Franca and Danny come out to them.

“It’s deep here,” Viri warns.

Each of the men holds a child. They huddle close.

“The Irish sailors,” Peter tells them, “never learn to swim. Not even a stroke. The sea is too strong.”

“But what if the boat sinks?”

“They cross their hands on their chests and say a prayer,” Peter says. He performs it. Like the carved lid of a coffin he sinks from sight.

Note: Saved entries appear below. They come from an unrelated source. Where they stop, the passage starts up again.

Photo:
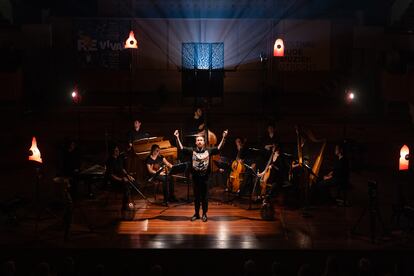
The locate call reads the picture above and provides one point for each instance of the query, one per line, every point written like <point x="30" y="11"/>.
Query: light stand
<point x="131" y="43"/>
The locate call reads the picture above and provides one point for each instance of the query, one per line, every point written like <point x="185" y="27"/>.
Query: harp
<point x="310" y="154"/>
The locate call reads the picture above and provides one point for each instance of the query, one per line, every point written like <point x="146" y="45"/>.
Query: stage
<point x="231" y="225"/>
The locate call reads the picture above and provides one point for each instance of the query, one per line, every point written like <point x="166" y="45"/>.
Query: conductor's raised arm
<point x="223" y="139"/>
<point x="177" y="134"/>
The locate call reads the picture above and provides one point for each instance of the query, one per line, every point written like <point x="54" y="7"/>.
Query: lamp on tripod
<point x="36" y="160"/>
<point x="131" y="44"/>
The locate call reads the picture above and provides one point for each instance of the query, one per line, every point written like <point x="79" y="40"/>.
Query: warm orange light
<point x="404" y="158"/>
<point x="131" y="42"/>
<point x="35" y="152"/>
<point x="279" y="48"/>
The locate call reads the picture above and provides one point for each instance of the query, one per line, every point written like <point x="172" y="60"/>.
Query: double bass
<point x="265" y="177"/>
<point x="237" y="175"/>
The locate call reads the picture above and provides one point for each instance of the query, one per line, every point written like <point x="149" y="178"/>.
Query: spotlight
<point x="76" y="97"/>
<point x="350" y="96"/>
<point x="404" y="161"/>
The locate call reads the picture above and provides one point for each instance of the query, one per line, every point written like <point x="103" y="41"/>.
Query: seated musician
<point x="197" y="122"/>
<point x="243" y="155"/>
<point x="338" y="177"/>
<point x="277" y="170"/>
<point x="117" y="175"/>
<point x="136" y="133"/>
<point x="271" y="138"/>
<point x="154" y="162"/>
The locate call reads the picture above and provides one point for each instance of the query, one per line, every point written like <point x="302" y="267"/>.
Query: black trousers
<point x="200" y="187"/>
<point x="167" y="186"/>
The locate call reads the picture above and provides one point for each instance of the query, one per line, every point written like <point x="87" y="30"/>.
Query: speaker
<point x="202" y="83"/>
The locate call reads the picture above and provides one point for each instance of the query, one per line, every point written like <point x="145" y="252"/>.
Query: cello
<point x="237" y="174"/>
<point x="266" y="173"/>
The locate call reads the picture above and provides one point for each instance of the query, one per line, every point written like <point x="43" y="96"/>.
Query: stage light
<point x="34" y="152"/>
<point x="131" y="42"/>
<point x="279" y="48"/>
<point x="350" y="96"/>
<point x="76" y="97"/>
<point x="404" y="158"/>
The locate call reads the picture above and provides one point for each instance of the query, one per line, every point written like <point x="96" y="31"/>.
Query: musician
<point x="155" y="161"/>
<point x="338" y="177"/>
<point x="71" y="161"/>
<point x="271" y="138"/>
<point x="200" y="171"/>
<point x="243" y="156"/>
<point x="117" y="175"/>
<point x="136" y="133"/>
<point x="279" y="171"/>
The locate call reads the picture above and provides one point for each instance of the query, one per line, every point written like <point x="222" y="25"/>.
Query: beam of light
<point x="404" y="158"/>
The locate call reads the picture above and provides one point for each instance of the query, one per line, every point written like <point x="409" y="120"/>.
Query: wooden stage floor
<point x="97" y="224"/>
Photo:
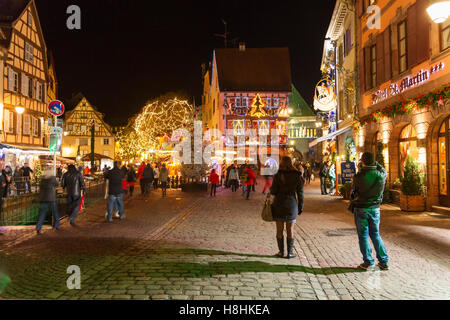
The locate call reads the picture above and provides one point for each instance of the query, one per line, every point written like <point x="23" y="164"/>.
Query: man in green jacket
<point x="367" y="195"/>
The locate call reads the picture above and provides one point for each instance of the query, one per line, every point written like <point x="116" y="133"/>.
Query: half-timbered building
<point x="248" y="91"/>
<point x="23" y="105"/>
<point x="77" y="132"/>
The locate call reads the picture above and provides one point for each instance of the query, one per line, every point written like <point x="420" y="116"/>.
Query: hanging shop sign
<point x="348" y="171"/>
<point x="406" y="83"/>
<point x="325" y="95"/>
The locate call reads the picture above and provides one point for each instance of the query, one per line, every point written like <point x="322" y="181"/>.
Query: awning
<point x="330" y="136"/>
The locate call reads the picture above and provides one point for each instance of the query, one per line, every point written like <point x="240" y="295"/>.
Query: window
<point x="39" y="90"/>
<point x="26" y="124"/>
<point x="445" y="35"/>
<point x="30" y="88"/>
<point x="30" y="19"/>
<point x="13" y="80"/>
<point x="347" y="42"/>
<point x="28" y="52"/>
<point x="402" y="50"/>
<point x="373" y="66"/>
<point x="35" y="127"/>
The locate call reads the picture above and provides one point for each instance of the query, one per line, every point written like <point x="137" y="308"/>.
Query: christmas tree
<point x="37" y="174"/>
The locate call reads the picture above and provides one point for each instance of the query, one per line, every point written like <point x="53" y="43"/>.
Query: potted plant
<point x="412" y="198"/>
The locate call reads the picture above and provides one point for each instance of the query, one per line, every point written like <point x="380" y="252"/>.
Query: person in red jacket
<point x="141" y="176"/>
<point x="214" y="180"/>
<point x="251" y="176"/>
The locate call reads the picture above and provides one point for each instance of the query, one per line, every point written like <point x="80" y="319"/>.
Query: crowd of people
<point x="285" y="185"/>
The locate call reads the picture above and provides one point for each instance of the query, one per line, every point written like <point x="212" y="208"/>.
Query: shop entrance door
<point x="444" y="170"/>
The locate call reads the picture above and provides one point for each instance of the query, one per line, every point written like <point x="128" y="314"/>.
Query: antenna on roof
<point x="224" y="35"/>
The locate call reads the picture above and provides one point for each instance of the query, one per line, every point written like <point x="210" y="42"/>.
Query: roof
<point x="254" y="69"/>
<point x="10" y="10"/>
<point x="299" y="105"/>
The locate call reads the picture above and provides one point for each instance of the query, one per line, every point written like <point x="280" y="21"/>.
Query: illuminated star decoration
<point x="257" y="107"/>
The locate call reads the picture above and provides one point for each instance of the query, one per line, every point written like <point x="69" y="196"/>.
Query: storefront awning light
<point x="439" y="11"/>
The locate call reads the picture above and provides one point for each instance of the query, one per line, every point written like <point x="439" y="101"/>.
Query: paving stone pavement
<point x="195" y="247"/>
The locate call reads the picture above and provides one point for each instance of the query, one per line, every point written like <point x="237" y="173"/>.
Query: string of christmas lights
<point x="155" y="120"/>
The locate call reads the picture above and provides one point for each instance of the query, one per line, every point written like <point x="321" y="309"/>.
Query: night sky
<point x="130" y="51"/>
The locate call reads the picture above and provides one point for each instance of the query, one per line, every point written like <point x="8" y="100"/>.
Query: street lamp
<point x="439" y="11"/>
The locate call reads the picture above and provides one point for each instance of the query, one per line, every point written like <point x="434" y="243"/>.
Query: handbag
<point x="266" y="214"/>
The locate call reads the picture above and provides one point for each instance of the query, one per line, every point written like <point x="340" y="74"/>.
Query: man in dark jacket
<point x="73" y="182"/>
<point x="47" y="197"/>
<point x="115" y="191"/>
<point x="323" y="171"/>
<point x="367" y="195"/>
<point x="148" y="176"/>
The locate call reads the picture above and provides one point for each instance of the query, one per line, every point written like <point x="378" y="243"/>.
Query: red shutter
<point x="411" y="38"/>
<point x="387" y="54"/>
<point x="423" y="32"/>
<point x="362" y="74"/>
<point x="380" y="59"/>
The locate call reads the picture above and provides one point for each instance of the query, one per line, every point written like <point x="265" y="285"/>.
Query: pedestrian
<point x="163" y="175"/>
<point x="18" y="180"/>
<point x="115" y="191"/>
<point x="7" y="175"/>
<point x="251" y="177"/>
<point x="214" y="181"/>
<point x="141" y="177"/>
<point x="367" y="196"/>
<point x="148" y="177"/>
<point x="287" y="187"/>
<point x="26" y="172"/>
<point x="131" y="179"/>
<point x="233" y="177"/>
<point x="332" y="177"/>
<point x="47" y="197"/>
<point x="267" y="179"/>
<point x="156" y="176"/>
<point x="73" y="182"/>
<point x="323" y="171"/>
<point x="3" y="186"/>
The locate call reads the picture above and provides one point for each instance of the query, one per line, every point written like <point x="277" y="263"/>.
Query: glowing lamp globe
<point x="439" y="11"/>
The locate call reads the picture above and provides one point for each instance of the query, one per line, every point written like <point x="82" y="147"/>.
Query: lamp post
<point x="439" y="11"/>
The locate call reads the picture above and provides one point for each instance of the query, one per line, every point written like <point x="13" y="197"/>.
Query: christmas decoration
<point x="435" y="98"/>
<point x="157" y="119"/>
<point x="258" y="107"/>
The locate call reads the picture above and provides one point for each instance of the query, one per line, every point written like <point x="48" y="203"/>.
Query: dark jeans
<point x="164" y="187"/>
<point x="368" y="225"/>
<point x="248" y="189"/>
<point x="44" y="208"/>
<point x="213" y="189"/>
<point x="115" y="202"/>
<point x="323" y="185"/>
<point x="142" y="184"/>
<point x="73" y="205"/>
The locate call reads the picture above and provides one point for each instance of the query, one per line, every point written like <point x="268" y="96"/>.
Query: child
<point x="214" y="180"/>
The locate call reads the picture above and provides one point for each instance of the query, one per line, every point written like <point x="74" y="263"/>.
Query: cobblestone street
<point x="190" y="246"/>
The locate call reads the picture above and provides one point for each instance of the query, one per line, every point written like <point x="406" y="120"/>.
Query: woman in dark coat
<point x="287" y="187"/>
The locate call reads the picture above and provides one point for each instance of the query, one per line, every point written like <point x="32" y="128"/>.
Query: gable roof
<point x="299" y="105"/>
<point x="254" y="69"/>
<point x="10" y="10"/>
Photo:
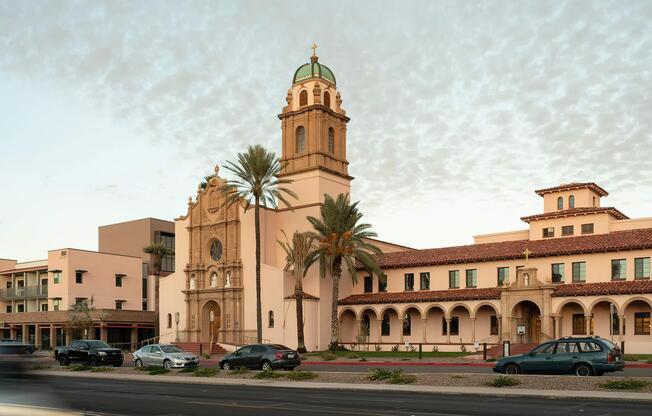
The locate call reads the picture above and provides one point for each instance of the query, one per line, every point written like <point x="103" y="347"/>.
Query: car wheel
<point x="512" y="368"/>
<point x="583" y="370"/>
<point x="266" y="366"/>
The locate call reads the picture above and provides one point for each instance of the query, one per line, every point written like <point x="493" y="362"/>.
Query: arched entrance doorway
<point x="211" y="321"/>
<point x="526" y="322"/>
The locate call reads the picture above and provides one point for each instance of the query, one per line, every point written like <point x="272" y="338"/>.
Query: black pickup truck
<point x="90" y="352"/>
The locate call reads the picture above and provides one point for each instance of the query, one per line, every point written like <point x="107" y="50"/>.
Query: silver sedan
<point x="164" y="355"/>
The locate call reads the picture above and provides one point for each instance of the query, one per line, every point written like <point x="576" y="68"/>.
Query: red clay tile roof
<point x="422" y="296"/>
<point x="604" y="288"/>
<point x="571" y="186"/>
<point x="509" y="250"/>
<point x="575" y="212"/>
<point x="306" y="296"/>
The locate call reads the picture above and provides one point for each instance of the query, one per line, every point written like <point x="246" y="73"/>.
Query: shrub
<point x="239" y="370"/>
<point x="502" y="381"/>
<point x="300" y="375"/>
<point x="101" y="370"/>
<point x="205" y="372"/>
<point x="626" y="384"/>
<point x="268" y="374"/>
<point x="154" y="371"/>
<point x="79" y="367"/>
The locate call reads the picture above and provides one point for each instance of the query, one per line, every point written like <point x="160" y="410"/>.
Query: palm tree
<point x="256" y="184"/>
<point x="342" y="239"/>
<point x="299" y="256"/>
<point x="157" y="251"/>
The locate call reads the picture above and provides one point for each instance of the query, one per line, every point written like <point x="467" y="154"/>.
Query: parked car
<point x="90" y="352"/>
<point x="263" y="357"/>
<point x="584" y="356"/>
<point x="167" y="356"/>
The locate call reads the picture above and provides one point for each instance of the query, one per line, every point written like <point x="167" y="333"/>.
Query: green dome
<point x="313" y="70"/>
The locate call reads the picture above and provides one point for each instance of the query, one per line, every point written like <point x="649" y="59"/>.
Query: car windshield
<point x="170" y="348"/>
<point x="98" y="344"/>
<point x="279" y="347"/>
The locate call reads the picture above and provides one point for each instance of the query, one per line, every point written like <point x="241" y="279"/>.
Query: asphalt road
<point x="119" y="397"/>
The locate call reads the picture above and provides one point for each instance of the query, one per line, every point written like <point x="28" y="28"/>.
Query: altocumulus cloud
<point x="492" y="98"/>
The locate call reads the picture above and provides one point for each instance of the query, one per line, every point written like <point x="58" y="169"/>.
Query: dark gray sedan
<point x="164" y="355"/>
<point x="262" y="357"/>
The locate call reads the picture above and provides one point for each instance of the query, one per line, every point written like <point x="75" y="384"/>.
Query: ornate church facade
<point x="578" y="269"/>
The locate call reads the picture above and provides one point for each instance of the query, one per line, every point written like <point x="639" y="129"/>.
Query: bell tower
<point x="313" y="123"/>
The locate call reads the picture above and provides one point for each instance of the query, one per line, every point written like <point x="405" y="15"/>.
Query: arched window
<point x="327" y="99"/>
<point x="331" y="140"/>
<point x="384" y="326"/>
<point x="407" y="325"/>
<point x="303" y="98"/>
<point x="366" y="325"/>
<point x="300" y="146"/>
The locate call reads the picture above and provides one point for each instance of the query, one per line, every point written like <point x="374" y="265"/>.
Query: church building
<point x="578" y="269"/>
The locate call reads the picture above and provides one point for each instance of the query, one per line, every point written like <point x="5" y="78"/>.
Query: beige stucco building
<point x="587" y="272"/>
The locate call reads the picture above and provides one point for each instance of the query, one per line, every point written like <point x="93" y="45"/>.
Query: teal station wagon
<point x="580" y="356"/>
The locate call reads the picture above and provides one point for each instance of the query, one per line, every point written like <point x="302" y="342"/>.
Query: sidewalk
<point x="475" y="391"/>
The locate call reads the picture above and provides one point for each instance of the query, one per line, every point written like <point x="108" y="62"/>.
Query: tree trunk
<point x="259" y="313"/>
<point x="337" y="273"/>
<point x="298" y="295"/>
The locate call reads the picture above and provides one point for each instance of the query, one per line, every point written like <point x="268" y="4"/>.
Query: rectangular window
<point x="368" y="284"/>
<point x="493" y="325"/>
<point x="579" y="324"/>
<point x="455" y="326"/>
<point x="503" y="275"/>
<point x="425" y="281"/>
<point x="409" y="281"/>
<point x="642" y="323"/>
<point x="579" y="271"/>
<point x="548" y="232"/>
<point x="454" y="279"/>
<point x="642" y="268"/>
<point x="587" y="228"/>
<point x="558" y="273"/>
<point x="382" y="283"/>
<point x="618" y="269"/>
<point x="472" y="278"/>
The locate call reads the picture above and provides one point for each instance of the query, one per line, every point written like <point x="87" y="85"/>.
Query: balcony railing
<point x="25" y="292"/>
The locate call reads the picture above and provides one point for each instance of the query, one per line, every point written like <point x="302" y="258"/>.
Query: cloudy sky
<point x="114" y="110"/>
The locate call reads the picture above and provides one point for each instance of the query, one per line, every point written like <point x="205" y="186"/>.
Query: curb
<point x="447" y="390"/>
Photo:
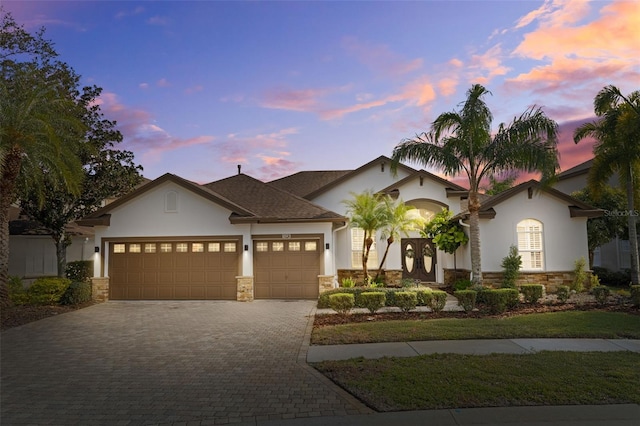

“Is it true?” they ask Viri later.

“Yes.”

“They drown?”

“They deliver themselves to God.”

“How does he know that?”

“He knows.”

“Peter is very strange,” Franca says.

And he reads to them, as he does every night, as if watering them, as if turning the earth at their feet. There are stories he has never heard of, and others he has known as a child, these stepping stones that are there for everyone. What is the real meaning of these stories, he wonders, of creatures that no longer exist even in the imagination: princes, woodcutters, honest fishermen who live in hovels. He wants his children to have an old life and a new life, a life that is indivisible from all lives past, that grows from them, exceeds them, and another that is original, pure, free, that is beyond the prejudice which protects us, the habit which gives us shape. He wants them to know both degradation and sainthood, the one without humiliation, the other without ignorance. He is preparing them for this voyage. It is as if there is only a single hour, and in that hour all the provender must be gathered, all the advice offered. He longs for the one line to give them that they will always remember, that will embrace everything, that will point the way, but he cannot find the line, he cannot recognize it. It is more precious, he knows, than anything else they might own, but he does not have it. Instead, in his even, sensuous voice he laves them in the petty myths of Europe, of snowy Russia, the East. The best education comes from knowing only one book, he tells Nedra. Purity comes from that, and proportion, and the comfort of always having an example close at hand.